Indiana Medical Groups Plead for More to Get COVID-19 Shots

The medical organizations warned that the vast majority of current hospitalized COVID-19 patients are unvaccinated and that hospitals are stressed by caring for more critically ill patients who face longer stays

Bryan Woolston | Reuters

Indiana’s top medical groups pleaded Tuesday for more people to get COVID-19 vaccine shots as the state is in the midst of a new surge of infections and hospitalizations.

Republican Gov. Eric Holcomb is set to renew the statewide public health emergency for another month as the current one expires Wednesday and legislative leaders have pushed back until January taking action on a contentious proposal that included steps toward ending that order.

The medical organizations warned that the vast majority of current hospitalized COVID-19 patients are unvaccinated and that hospitals are stressed by caring for more critically ill patients who face longer stays.

Indiana hospitals had 2,200 COVID-19 patients admitted as of Monday, an 82% increase in such hospitalizations over the past three weeks, according to tracking by the Indiana State Health Department. About one-quarter of those patients were being treated in intensive care units.

The Indiana Hospital Association, Indiana State Medical Association and Indiana State Nurses Association said more vaccinations are needed to relieve pressure on the state’s health care system.

“Should the current trends continue, everyone in need of health care could be impacted,” the groups said in a statement. “We urge all Hoosiers who have not yet received a vaccine or who are eligible to get a booster to do so before winter arrives to ensure a hospital bed is available for all in need.”

Indiana has the nation's 11th lowest rate for fully vaccinated population at 50.6%, according to the Centers for Disease Control and Prevention. The state continues to average about 20 COVID-19 deaths a day, with the Indiana Health Department adding 119 recent deaths on Tuesday that increased Indiana’s pandemic toll to 17,557.

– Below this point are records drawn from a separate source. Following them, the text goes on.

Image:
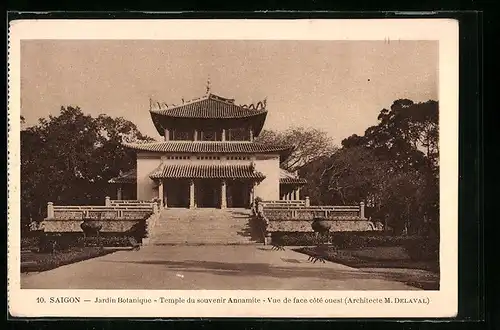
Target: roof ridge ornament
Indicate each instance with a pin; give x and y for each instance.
(261, 105)
(208, 86)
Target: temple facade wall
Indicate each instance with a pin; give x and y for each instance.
(146, 188)
(268, 189)
(268, 165)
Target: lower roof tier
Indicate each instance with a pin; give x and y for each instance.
(165, 171)
(176, 171)
(212, 147)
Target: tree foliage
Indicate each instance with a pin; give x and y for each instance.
(393, 167)
(69, 158)
(309, 144)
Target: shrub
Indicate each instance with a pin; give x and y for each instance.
(139, 230)
(106, 241)
(294, 239)
(30, 242)
(423, 250)
(346, 240)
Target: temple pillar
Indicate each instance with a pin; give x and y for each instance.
(191, 194)
(161, 194)
(50, 210)
(252, 193)
(223, 201)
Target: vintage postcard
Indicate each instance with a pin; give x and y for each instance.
(233, 168)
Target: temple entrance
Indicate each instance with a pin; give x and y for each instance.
(176, 193)
(238, 194)
(208, 193)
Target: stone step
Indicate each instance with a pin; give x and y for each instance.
(201, 227)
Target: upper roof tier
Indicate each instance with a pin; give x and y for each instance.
(209, 110)
(212, 147)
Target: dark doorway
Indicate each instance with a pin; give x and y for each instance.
(177, 193)
(238, 194)
(208, 193)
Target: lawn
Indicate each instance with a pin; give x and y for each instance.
(38, 262)
(391, 262)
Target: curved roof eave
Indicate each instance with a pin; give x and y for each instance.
(159, 120)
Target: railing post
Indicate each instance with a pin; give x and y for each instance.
(267, 239)
(50, 210)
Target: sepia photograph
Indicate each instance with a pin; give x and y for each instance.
(235, 164)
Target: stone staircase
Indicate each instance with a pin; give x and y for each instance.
(203, 227)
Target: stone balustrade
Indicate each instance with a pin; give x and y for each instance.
(282, 216)
(116, 219)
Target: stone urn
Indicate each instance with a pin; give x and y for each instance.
(90, 227)
(321, 227)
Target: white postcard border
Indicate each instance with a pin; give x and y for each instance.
(442, 303)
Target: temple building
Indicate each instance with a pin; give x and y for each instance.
(208, 158)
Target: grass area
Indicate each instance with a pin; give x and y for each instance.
(38, 262)
(386, 257)
(388, 262)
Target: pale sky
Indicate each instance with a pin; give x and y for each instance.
(336, 86)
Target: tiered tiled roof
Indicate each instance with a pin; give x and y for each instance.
(290, 178)
(131, 176)
(211, 147)
(206, 171)
(127, 177)
(211, 108)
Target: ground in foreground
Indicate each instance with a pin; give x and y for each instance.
(239, 267)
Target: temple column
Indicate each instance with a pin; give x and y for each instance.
(191, 194)
(223, 201)
(252, 192)
(160, 194)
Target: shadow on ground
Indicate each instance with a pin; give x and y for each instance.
(264, 269)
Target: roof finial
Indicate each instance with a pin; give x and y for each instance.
(208, 85)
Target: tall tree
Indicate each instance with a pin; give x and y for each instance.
(394, 167)
(309, 144)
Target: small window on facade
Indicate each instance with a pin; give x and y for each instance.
(181, 135)
(238, 134)
(210, 135)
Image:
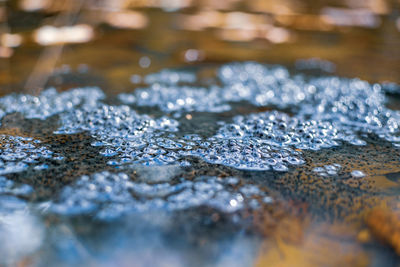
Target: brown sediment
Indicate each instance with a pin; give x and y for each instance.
(385, 226)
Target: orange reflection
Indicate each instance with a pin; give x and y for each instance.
(127, 19)
(50, 35)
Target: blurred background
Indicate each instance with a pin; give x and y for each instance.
(112, 43)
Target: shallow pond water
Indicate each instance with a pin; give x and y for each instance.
(199, 134)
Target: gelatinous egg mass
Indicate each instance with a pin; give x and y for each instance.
(109, 195)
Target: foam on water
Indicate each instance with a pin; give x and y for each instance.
(110, 195)
(18, 153)
(327, 111)
(134, 138)
(351, 105)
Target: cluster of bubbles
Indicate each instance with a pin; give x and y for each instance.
(170, 77)
(135, 138)
(173, 98)
(9, 187)
(328, 170)
(350, 105)
(328, 111)
(49, 102)
(108, 195)
(108, 122)
(18, 153)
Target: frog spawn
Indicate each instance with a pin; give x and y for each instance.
(110, 195)
(18, 153)
(350, 105)
(134, 138)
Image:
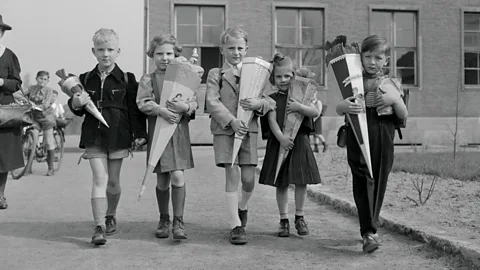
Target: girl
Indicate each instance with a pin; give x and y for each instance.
(300, 167)
(375, 53)
(44, 118)
(177, 156)
(11, 156)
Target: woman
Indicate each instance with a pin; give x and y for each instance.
(11, 156)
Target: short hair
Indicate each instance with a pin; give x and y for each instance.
(104, 35)
(234, 32)
(280, 60)
(164, 39)
(43, 73)
(375, 42)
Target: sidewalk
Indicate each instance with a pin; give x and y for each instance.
(321, 194)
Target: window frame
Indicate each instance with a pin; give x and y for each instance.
(419, 41)
(463, 10)
(302, 5)
(197, 4)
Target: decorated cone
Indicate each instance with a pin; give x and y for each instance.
(71, 85)
(181, 81)
(348, 70)
(253, 79)
(303, 90)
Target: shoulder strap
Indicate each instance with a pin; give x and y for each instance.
(85, 79)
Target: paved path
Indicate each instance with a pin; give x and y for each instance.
(49, 224)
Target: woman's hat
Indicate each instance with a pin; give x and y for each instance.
(3, 25)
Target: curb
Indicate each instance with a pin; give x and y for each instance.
(468, 253)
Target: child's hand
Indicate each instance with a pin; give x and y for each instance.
(286, 142)
(177, 106)
(388, 99)
(239, 127)
(171, 117)
(138, 143)
(80, 99)
(349, 106)
(251, 104)
(293, 106)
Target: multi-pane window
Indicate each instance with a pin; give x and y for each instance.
(471, 43)
(299, 33)
(400, 29)
(200, 27)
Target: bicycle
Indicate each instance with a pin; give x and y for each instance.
(37, 149)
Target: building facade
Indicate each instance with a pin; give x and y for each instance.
(435, 51)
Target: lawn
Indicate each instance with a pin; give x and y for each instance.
(466, 167)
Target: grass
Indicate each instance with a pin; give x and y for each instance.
(466, 167)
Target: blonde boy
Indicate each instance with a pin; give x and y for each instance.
(222, 103)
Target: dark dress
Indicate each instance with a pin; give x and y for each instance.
(300, 166)
(368, 193)
(11, 156)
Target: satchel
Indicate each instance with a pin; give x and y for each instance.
(15, 115)
(342, 136)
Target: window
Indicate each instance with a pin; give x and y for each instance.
(299, 34)
(471, 47)
(200, 27)
(400, 29)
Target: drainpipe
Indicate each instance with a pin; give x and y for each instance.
(145, 35)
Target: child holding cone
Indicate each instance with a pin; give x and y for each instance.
(222, 103)
(375, 54)
(300, 166)
(177, 156)
(114, 93)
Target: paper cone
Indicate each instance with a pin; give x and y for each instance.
(253, 79)
(72, 85)
(348, 72)
(180, 81)
(303, 90)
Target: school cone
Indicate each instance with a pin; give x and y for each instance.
(254, 77)
(70, 85)
(303, 90)
(181, 81)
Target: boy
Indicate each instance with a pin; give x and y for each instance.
(114, 93)
(221, 102)
(368, 192)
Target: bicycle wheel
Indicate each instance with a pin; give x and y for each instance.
(28, 146)
(58, 136)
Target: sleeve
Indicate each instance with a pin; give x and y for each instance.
(145, 98)
(77, 111)
(138, 121)
(215, 107)
(13, 82)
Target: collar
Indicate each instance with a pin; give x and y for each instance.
(115, 72)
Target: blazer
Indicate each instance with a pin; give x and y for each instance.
(222, 103)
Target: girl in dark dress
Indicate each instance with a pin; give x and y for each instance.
(368, 191)
(300, 167)
(11, 156)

Holcomb outlined administrative steps two weeks ago the Legislature could put into state law after which he would end the public health emergency that he first issued in March 2020. Republican legislative leaders, however, scuttled a planned fast-track approval of the measure following objections from medical and business groups over provisions forcing broad exemptions from workplace vaccination requirements.

House Republicans took the unusual step on Monday of posting early the text of the proposed bill, giving it the House Bill 1001 designation that typically goes to the measure designated as a top priority for passage after the legislative session’s scheduled start on Jan. 4. It is already sponsored by 56 of the 71 Republicans in the 100-member House.

The bill posted online drops language specifying that medical exemptions from any employer’s COVID-19 vaccine requirements included “pregnancy or anticipated pregnancy.” Several doctors testified that wrongly signaled that the vaccines aren’t safe for pregnant women.

A spokeswoman for Republican House Speaker Todd Huston didn’t immediately respond to questions about how quickly the House would try to advance the proposal and why the pregnancy language was dropped.

Huston said last week that lawmakers were “resolved to take quick action this session to help end the state of emergency.”

Several Indiana hospital systems and some major employers, such as Indianapolis-based Eli Lilly and Co., adopted vaccine requirements for their employees even before President Joe Biden announced plans for a federal mandate for large businesses.

Indiana Democrats argue that Republicans were putting lives and the state’s economic recovery at risk by placating vaccine doubters.

“They would rather put their extreme partisanship ahead of creating a better future for Hoosiers,” said Lauren Ganapini, the state Democratic Party’s executive director. “Science and medicine are equipped to fight the pandemic, and we ask all Hoosiers to do their patriotic and civic duty to help put this pandemic behind us by getting vaccinated.”